My brother has two incredibly handsome, loving, cheeky boys. The eldest is 10 years of age and is cricket-mad.
There are kids who love cricket… and then there is my nephew, Will. He has an unbelievable obsession for the sport. And not just for the Big Bash or the one-dayers. This is a kid who loves test cricket as well. He could watch it for hours. He has the whole kit. He has books on cricket, both targeted at children his age and some which are heavier reads also. If, for whatever reason, he can’t go to the park to play cricket, he has enough video games of cricket to keep him entertained.
I remember calling Will for his 9th birthday last year, and his first questions was, “Hi Aunty Cat, guess how many wickets Mitchell Johnson took in the Big Bash today?”
I’ve never met a kid like him.
If you ask Will his favourite player, before you can even finish the question, he will tell you it’s Steve Smith. He knows his statistics; he can show you how he bats; he’s read his biography that he received as a Christmas present last year. In Will’s eyes, the man can do no wrong.
Well, could do no wrong.
My heart broke this morning for the young man who would wake up and see that his idol has not only let his teammates down but has let a whole nation down.
Unfortunately for Will, he is also an Essendon Bombers supporter. He had to watch as his team suffered through the 2016 scandal. He saw the players punished for doing something wrong. He understood actions have consequences.
This time, it’s a bit different. This isn’t only a team he supports but a man he thinks the world of. He had to watch Steven Smith as he confessed he was part of the leadership team who approved of Bancroft’s actions. All I can hope is that for Will’s sake, Steven Smith and all those involved in the scandal are punished appropriately. My nephew knows that what Australia’s captain did was wrong. For all young boys and girls who looked up to Smith, it is important that they see there is consequences to his actions.

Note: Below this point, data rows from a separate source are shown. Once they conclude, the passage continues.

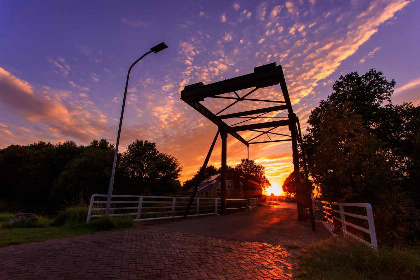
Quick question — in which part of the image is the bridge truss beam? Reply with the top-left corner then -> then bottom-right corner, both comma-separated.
180,62 -> 315,230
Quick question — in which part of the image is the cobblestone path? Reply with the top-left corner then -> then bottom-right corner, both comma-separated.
0,227 -> 296,280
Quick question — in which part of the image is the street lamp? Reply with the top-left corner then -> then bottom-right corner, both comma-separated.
105,42 -> 168,217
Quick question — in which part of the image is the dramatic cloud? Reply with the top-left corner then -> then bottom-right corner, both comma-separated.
1,0 -> 414,186
395,77 -> 420,93
0,67 -> 107,143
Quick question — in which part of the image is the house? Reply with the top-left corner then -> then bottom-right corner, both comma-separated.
191,173 -> 262,199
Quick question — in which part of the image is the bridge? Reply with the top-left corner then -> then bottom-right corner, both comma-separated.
0,202 -> 330,279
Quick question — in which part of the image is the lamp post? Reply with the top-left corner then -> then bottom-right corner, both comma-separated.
105,42 -> 168,217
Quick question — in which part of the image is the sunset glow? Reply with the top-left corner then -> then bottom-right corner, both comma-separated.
264,182 -> 284,197
0,0 -> 419,185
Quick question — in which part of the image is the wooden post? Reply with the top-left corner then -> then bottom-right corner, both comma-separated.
221,130 -> 227,215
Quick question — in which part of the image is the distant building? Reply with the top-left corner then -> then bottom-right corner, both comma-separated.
190,173 -> 262,199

Earlier today, Smith said that he had no intention of stepping down as captain. For those who look-up to him, I think it is important that Smith is able to admit that this was not only an incredibly embarrassing mistake but a career-changing one. If he continues on as captain of the team, where is the accountability? The action was not spur of the moment; it was pre-meditated.

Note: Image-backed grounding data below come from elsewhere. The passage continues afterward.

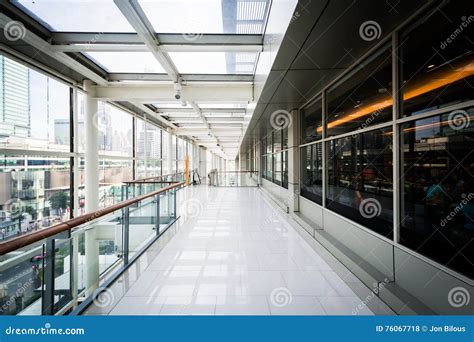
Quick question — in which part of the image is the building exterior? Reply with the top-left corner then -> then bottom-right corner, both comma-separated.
0,56 -> 30,139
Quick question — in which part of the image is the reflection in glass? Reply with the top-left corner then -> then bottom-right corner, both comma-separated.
326,127 -> 393,237
400,110 -> 474,278
301,98 -> 323,144
326,48 -> 392,137
301,143 -> 323,205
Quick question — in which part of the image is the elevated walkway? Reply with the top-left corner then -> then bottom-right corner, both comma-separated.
85,185 -> 393,315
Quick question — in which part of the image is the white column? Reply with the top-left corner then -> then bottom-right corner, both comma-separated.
167,128 -> 173,174
199,147 -> 207,183
288,109 -> 300,213
83,79 -> 99,296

I understand it is difficult living a life in the public eye. Actions and decisions are heavily scrutinised by the media and the public. Everyone makes mistakes, and on minor issues, this should be taken into account. However, when it comes to cheating in sport, we have to set an example for future generations.

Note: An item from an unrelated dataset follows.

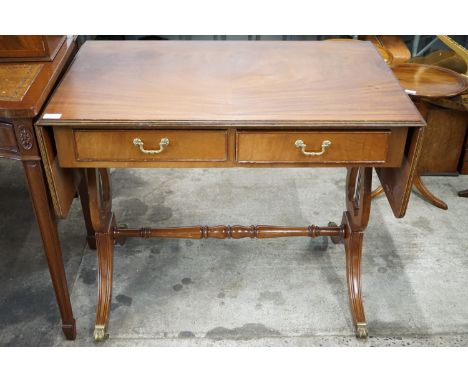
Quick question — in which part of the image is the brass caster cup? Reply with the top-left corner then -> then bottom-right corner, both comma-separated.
94,325 -> 109,342
355,323 -> 368,339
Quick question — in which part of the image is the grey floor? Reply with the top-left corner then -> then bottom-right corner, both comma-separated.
1,159 -> 467,346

My heart goes out to Will and all the other children who idolised Smith. I was that child too once. I remember looking at Brett Lee and thinking the fast-paced bowler could do no wrong. I couldn’t imagine how I would feel at 10 years of age if I found out Binga had been involved in something similar.
I think this is an opportunity for all sportspeople across the country, especially in light of the upcoming Commonwealth Games, to truly reflect on the role they play in many young people’s lives. It is a chance for sportspeople to understand that cheating, in any form, is not in the spirit of good sportsmanship and it is not in the spirit of being Australian. Sports places value on talent, hard work and dedication. My nephew, like many young children, understands this, and I hope Cricket Australia shows their understanding by dealing with those involved appropriately.